또한 영상촬영장치는 피사체로부터의 광학 신호를 입력하는 광학부, 광학부를 통해 입력된 광학 신호를 전기 신호로 변환하는 촬상 소자, 촬상 소자로부터 제공된 전기 신호에 대해 노이즈 저감 처리, 디지털 신호로 변환 처리 등의 신호 처리를 행하는 입력 신호 처리부,광학부를 구동하는 모터, 모터의 동작을 제어하는 구동부를 구비할 수 있다. 또한, 사용자의 조작 신호를 입력하는 사용자 입력부, 입력 영상의 데이터, 연산 처리를 위한 데이터, 처리 결과 등을 임시 저장하는 SDRAM, 플래시 메모리, 영상 파일을 저장하는 기록 장치로서 SD/CF/SM 카드 등을 더 구비할 수 있다. 또한, 영상촬영장치에 구비된 촬상 소자로 CMOS(Complementary Metal Oxide Semiconductor) 센서 어레이, CCD(Charge coupled device) 센서 어레이 등을 사용할 수 있다. In addition, the image photographing apparatus includes an optical unit for inputting an optical signal from a subject, an imaging device for converting an optical signal input through the optical unit into an electrical signal, a noise reduction process for the electrical signal provided from the imaging device, a conversion process for a digital signal, and the like. An input signal processor for performing signal processing of the motor, a motor for driving the optical unit, and a driver for controlling the operation of the motor. In addition, a user input unit for inputting a user's operation signal, SDRAM for temporarily storing data of input image, data for arithmetic processing, processing result, flash memory, SD / CF / SM card, etc. as a recording device for storing image file. It may be further provided. In addition, as an imaging device included in the image photographing apparatus, a CMOS (Complementary Metal Oxide Semiconductor) sensor array, a charge coupled device (CCD) sensor array, or the like may be used.

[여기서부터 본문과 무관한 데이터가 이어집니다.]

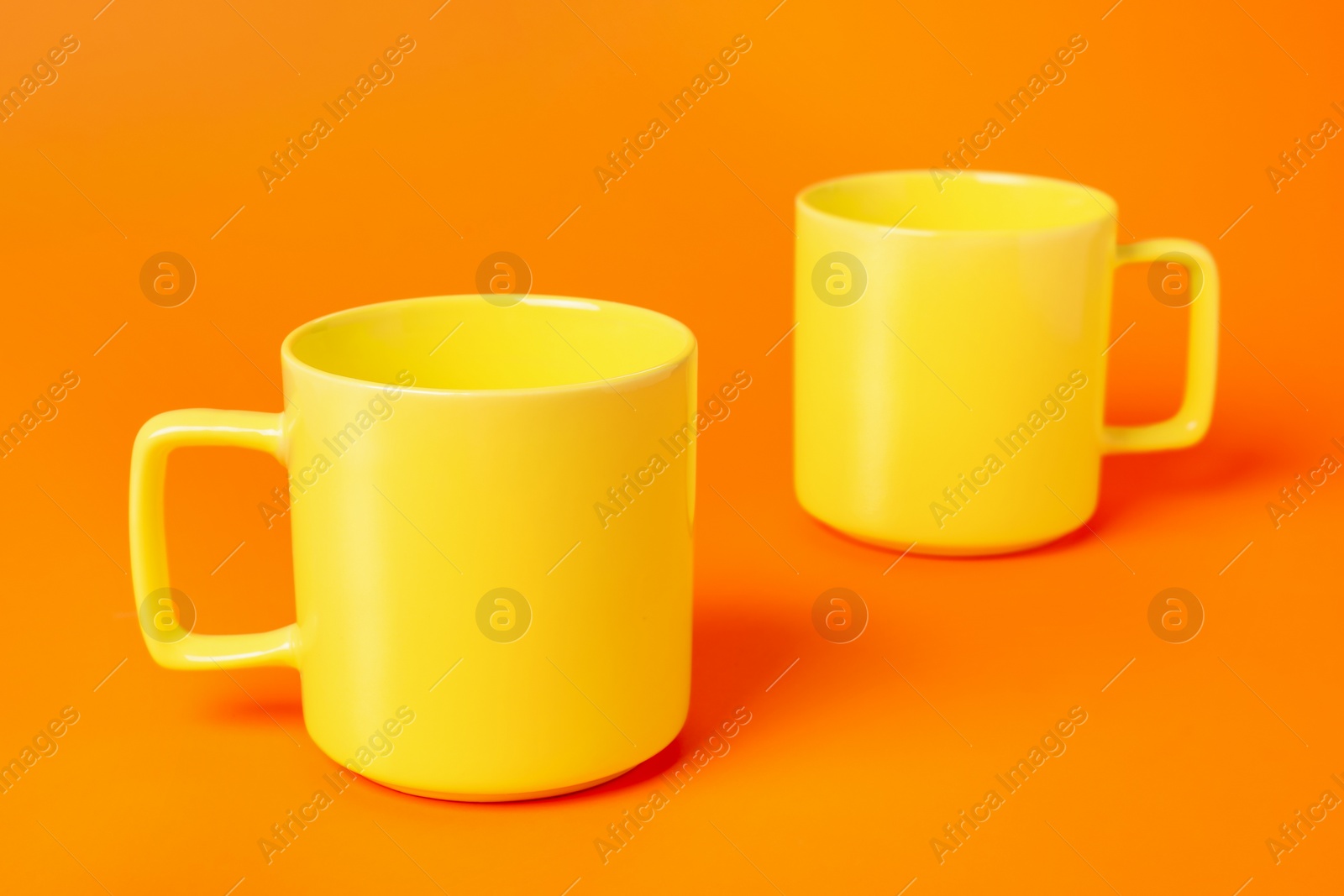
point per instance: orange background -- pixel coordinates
(151, 139)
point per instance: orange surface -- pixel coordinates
(150, 140)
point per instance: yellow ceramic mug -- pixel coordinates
(470, 624)
(949, 365)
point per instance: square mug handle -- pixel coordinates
(1196, 407)
(161, 622)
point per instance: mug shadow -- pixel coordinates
(730, 647)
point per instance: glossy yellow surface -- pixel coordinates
(440, 450)
(953, 316)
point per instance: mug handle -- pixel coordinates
(148, 548)
(1196, 409)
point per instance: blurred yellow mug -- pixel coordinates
(467, 625)
(949, 359)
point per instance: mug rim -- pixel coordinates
(656, 371)
(1106, 204)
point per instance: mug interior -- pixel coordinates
(936, 201)
(463, 343)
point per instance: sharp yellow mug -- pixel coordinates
(467, 626)
(949, 358)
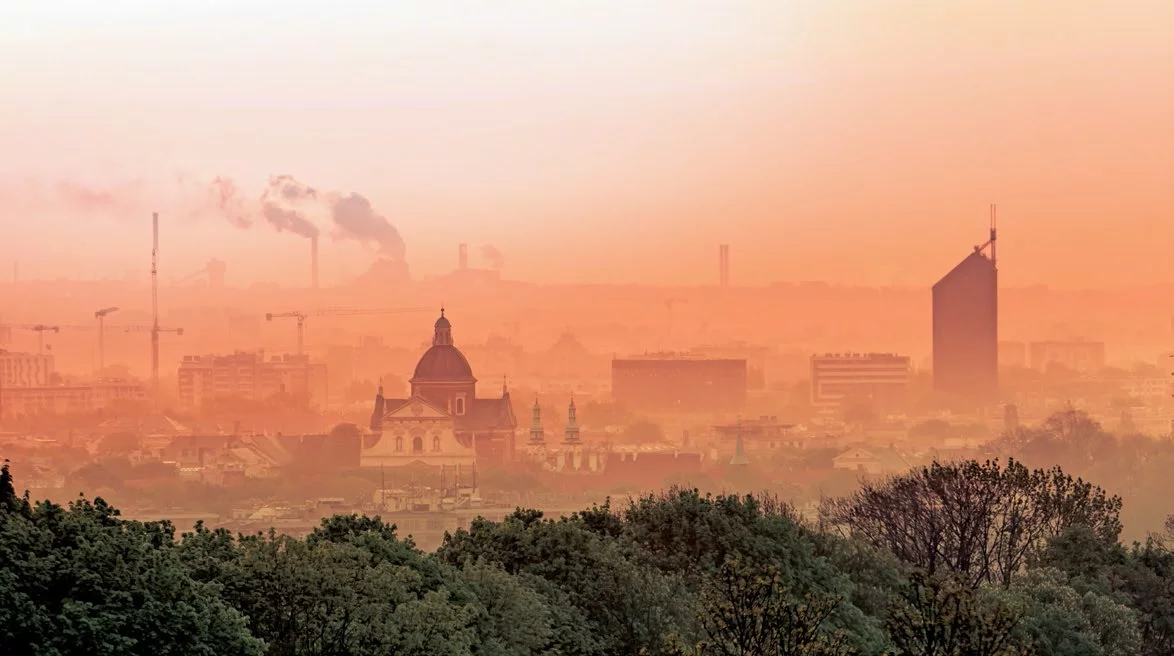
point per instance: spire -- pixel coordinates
(571, 434)
(740, 459)
(377, 413)
(443, 335)
(537, 433)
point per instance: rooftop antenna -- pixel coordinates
(991, 241)
(994, 259)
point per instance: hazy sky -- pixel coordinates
(838, 140)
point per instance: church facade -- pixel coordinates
(443, 421)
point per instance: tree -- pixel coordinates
(979, 521)
(943, 616)
(1060, 621)
(747, 611)
(625, 606)
(80, 580)
(1141, 576)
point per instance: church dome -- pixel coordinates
(443, 362)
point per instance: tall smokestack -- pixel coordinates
(723, 264)
(314, 262)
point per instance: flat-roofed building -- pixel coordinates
(680, 384)
(1079, 356)
(65, 399)
(25, 370)
(250, 376)
(839, 377)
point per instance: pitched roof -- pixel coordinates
(487, 413)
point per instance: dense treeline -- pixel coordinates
(977, 559)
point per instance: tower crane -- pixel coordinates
(100, 315)
(334, 312)
(40, 330)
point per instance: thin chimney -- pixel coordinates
(314, 262)
(723, 264)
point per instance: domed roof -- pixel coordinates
(443, 362)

도 3 에 도시된 영상촬영장치(300)의 각 구성은 다음과 같은 특징이 있다. Each configuration of the image capturing apparatus 300 illustrated in FIG. 3 has the following characteristics.

출력프레임설정부(310)는 영상촬영장치로부터 입력되는 입력프레임의 일부를 출력프레임으로 설정하도록 구현된다. 도 4 를 참고하면, 출력프레임설정부(310)는 입력프레임(400)에서 (n-1)번째 출력프레임(410) 또는 n번째 출력프레임(420)를 각각 설정할 수 있다. The output frame setting unit 310 is implemented to set a part of the input frame input from the image photographing apparatus as an output frame. Referring to FIG. 4, the output frame setting unit 310 may set the (n−1) th output frame 410 or the n th output frame 420 in the input frame 400, respectively.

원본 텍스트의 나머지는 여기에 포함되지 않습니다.